Keeping the recipe to the most basic instructions (“Fry the onions, add cauliflower and cook with coconut juice, lastly add pepper” being the entire recipe for the Cauliflower Foogath) also has the added advantage of looking more accessible. The 1980s’ equivalent of a one-minute tasty video, shall we say?

Photo credit: Anisha Rachel Oommen & Aysha Tanya

With no more than six lines, and most recipes not crossing three, it looks deceptively easy to the inexperienced cook. However, only when you have dived into the deep end, do you realise that the recipe expects a certain amount of expertise. Time specifications – forget flame adjustments – are completely overlooked. The assumption is that if you’re making a chicken and apricot curry, you already know to cook your onions on low till they turn colour.

The chicken with apricots is the first recipe we attempt and of the three dishes from the book we tested, it was most familiar to us in terms of taste. Delicious, and both spicy and sweet, it came together easily despite a long list of ingredients. The second recipe, the Cauliflower Foogath, looked completely unpromising. The weak link in the book, we imagined. How could sliced onions, coconut milk – or “coconut juice” as it is called – and cauliflower, make a dish that is so simple that it is almost suspect? However, the resulting dish was a pleasant and delicious surprise.

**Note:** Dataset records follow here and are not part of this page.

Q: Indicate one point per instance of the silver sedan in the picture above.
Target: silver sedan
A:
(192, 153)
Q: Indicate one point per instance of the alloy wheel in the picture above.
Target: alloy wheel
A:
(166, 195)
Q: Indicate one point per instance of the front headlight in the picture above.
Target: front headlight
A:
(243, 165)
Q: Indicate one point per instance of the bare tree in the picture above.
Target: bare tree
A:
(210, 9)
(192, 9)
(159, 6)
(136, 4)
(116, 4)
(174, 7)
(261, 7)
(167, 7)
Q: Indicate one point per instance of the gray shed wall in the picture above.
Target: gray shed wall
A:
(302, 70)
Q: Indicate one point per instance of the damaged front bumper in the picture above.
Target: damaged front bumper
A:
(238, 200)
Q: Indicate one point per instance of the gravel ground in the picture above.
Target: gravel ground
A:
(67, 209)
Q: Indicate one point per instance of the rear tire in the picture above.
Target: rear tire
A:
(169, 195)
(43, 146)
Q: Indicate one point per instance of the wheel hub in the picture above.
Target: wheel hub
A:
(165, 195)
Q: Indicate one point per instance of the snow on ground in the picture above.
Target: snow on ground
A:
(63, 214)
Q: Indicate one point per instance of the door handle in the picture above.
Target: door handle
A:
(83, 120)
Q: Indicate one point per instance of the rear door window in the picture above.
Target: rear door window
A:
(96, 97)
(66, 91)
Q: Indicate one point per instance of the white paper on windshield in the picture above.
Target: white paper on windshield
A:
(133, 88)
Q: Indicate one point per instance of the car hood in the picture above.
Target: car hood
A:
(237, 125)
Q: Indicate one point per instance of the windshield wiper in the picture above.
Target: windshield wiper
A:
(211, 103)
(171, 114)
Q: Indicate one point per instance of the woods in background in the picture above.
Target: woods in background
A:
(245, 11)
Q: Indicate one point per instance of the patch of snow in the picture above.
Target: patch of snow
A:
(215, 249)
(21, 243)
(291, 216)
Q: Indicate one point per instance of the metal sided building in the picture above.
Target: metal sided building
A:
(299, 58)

Ready to take on a bigger challenge, we opt for a sweet as our final recipe – coconut cake. Calling it a cake however, is a disservice to the dish. What it really is, is the squidgiest, richest coconut and rose flavoured fudge you could imagine. The recipe is, again, deceptively simple and would have been impossible to pull off if I didn’t have my mother, who has been an avid baker for the better part of three decades, by my side. The recipe doesn’t mention baking time or temperature, and neither does it mention the size of the tin you’re meant to bake it in.

However, should you guess your way to safety, you will be rewarded beyond belief. Even as we put the batter into the oven, my mother said to me, “This is either going to be the best cake we’ve made, or an absolute disaster.” After 40 minutes, we took it out of the oven, and quickly cut ourselves a slice, too impatient to let it cool. One bite and my mother sank her head into her hands with sheer delight.

Cauliflower Foogath

Ingredients
1/2 kg cauliflower
2 large onions, sliced
1/2 coconut juice
1 tsp pepper powder
Salt to taste

Method
Fry the sliced onions in 2 tbsp oil, then add the florets and cook, adding the coconut juice. Lastly, add the pepper powder.